The first attempt to unionize shingle weavers came in Michigan in 1886. This union lasted only a few years, due in large measure to the industry moving westward to the new state of Washington, which entered the United States as the 42nd state in November 1889.

In the Pacific Northwest, shingle weavers began to unionize as early as 1890, when the shingle weavers of the Puget Sound area of Western Washington banded together to establish the West Coast Shingle Weavers’ Union.

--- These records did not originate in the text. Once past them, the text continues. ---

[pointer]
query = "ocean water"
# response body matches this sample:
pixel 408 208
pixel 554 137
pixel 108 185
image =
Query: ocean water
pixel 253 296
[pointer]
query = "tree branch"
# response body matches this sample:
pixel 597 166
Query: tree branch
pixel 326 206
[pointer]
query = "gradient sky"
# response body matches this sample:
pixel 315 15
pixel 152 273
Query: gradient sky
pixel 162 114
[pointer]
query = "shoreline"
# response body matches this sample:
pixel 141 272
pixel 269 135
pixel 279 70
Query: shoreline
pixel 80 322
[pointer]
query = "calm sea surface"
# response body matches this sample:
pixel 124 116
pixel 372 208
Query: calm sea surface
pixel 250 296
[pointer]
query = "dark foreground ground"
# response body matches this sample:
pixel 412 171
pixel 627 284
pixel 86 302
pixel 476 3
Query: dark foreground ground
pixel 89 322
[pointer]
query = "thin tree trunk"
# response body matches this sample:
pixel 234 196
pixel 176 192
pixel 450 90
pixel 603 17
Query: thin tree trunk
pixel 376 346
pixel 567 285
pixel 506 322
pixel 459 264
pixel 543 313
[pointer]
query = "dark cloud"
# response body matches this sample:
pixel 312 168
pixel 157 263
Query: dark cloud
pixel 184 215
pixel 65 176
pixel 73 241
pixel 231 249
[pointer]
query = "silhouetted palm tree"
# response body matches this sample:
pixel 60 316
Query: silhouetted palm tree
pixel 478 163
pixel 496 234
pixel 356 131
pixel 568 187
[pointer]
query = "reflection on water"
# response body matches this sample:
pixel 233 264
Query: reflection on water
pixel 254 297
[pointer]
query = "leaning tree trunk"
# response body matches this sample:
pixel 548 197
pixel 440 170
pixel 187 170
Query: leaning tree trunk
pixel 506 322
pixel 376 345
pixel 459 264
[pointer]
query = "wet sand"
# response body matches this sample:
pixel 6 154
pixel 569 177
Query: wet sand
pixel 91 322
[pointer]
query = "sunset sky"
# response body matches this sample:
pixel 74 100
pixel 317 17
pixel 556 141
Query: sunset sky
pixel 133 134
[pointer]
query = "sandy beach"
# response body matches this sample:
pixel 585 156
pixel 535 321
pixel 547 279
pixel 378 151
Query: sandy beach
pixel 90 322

In short order, locals of the union were established in Ballard, Tacoma, Snohomish, Arlington, Chehalis, and Sedro-Woolley. This first foray into craft unionism proved to be short-lived, however, as an ill-timed strike crushed by an economic downturn in 1893 effectively put an end to the organizing effort.

In 1901 a more successful attempt at unionization of the shingle makers' trade was made with the establishment of the International Shingle Weavers of America.

In January 1903 a newspaper called The Shingle Weaver was established in Ballard as the official journal of the new union. The paper later moved to Everett, Washington and finally to Seattle during the course of its decade of publication before changing its name to The Timber Worker in February 1913.

In 1915, a wage cut for shingle weavers in the mills of Everett, Washington began a process of events which led to a strike the following year by the union the Industrial Workers of the World and its suppression by force and violence. On November 5, 1916, events culminated in a pitched gun battle known to history as the "Everett massacre," in which 5 strikers and 2 so-called "citizen deputies" were killed and approximately 45 others wounded.